L’objectif était de rallier Saint-Jean-Pied-de-Port en onze étapes pour la première partie du chemin. Si les sept cents cinquante kilomètres du périple furent agrémentés de courbatures et de suées conséquentes, si les crevaisons et les orages se montrèrent fidèles au rendez-vous, les moments d’amitié profonde, les rencontres pleines d’humanité et la dimension sacrée du Saint-Jacques, devaient imprimer pour toujours le cœur des trois hommes, chacun à leur façon, en leur donnant la conviction que ce chemin est véritablement habité par l’Esprit. Impossible d’en douter, que ce soit chaussés de Pataugas ou de cales pour pédales, les kilomètres qui s’accumulent vivifient le corps et élèvent l’âme qui pèlerine. Dans l’espoir de partager son expérience, Alain s’est initié à l’informatique adaptée aux déficients visuels en écrivant son témoignage qui sera édité aux éditions du Lys bleu d’ici quelques semaines sous le titre : “Un chemin à contre peur“. 

La certitude de se remettre en selle l’année suivante était acquise. Le chemin espagnol débutera à Navarrenx le 13 juin et ralliera Saint-Jacques en une douzaine de jours, où “nous remercierons le Saint de nous avoir accueillis et permis de mener à terme cette magnifique aventure humaine et spirituelle. Nous nous sommes préparés en créant même une association qui se nomme : Le tandem t’emmène. Elle a pour but d’encourager et de conseiller d’autres handicapés ainsi que leurs aidants à vivre la même expérience.”

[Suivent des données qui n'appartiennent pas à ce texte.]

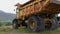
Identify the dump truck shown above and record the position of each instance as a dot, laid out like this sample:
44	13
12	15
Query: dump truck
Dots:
37	15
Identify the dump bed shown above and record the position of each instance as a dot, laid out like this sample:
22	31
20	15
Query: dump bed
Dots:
37	6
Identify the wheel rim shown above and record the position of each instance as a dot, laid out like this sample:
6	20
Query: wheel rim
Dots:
48	24
14	25
32	25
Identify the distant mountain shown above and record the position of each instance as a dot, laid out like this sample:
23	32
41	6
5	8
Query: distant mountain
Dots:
6	17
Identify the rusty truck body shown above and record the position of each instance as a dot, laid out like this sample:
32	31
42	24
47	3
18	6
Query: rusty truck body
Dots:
37	15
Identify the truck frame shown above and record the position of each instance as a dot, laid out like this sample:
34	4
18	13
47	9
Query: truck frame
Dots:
37	15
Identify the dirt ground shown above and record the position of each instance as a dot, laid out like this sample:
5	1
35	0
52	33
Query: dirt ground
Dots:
21	30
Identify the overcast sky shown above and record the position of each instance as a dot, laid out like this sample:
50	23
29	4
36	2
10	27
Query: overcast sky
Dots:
8	5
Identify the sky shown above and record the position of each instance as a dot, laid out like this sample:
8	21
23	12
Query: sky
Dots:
8	5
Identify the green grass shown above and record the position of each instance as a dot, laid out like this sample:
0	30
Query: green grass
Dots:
9	30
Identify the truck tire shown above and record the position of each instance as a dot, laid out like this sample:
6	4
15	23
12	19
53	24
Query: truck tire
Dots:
35	25
15	24
54	24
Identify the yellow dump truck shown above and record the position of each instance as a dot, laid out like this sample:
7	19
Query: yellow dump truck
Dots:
37	15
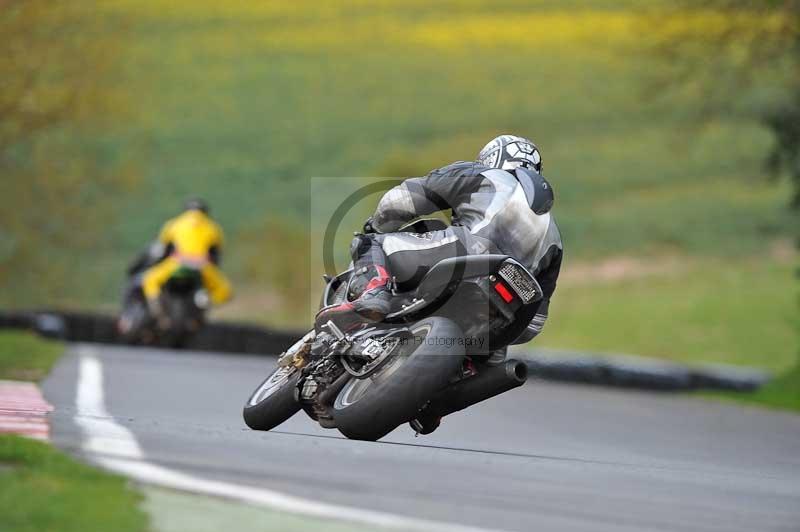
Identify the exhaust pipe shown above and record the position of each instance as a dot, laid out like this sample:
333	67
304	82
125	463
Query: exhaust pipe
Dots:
492	381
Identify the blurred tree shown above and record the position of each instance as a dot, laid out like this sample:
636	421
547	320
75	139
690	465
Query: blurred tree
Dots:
56	64
738	56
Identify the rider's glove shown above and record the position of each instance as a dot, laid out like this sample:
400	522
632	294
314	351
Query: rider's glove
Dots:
369	228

L’année dernière, à l’occasion d’une conférence de presse, une sympathique réunion de soutien s’est tenue en présence des Pères Ollu et Dursapt. Le premier, après une bénédiction de l’équipage, a remis la crédenciale et le second a offert une touchante méditation sur le sens du pèlerinage.

Cette année, un nouveau départ se fera le 8 juin à 11h dans le jardin du Camino, rue de la Manécanterie, à l’ombre de Notre-Dame du Puy.
Vous y êtes très amicalement invités.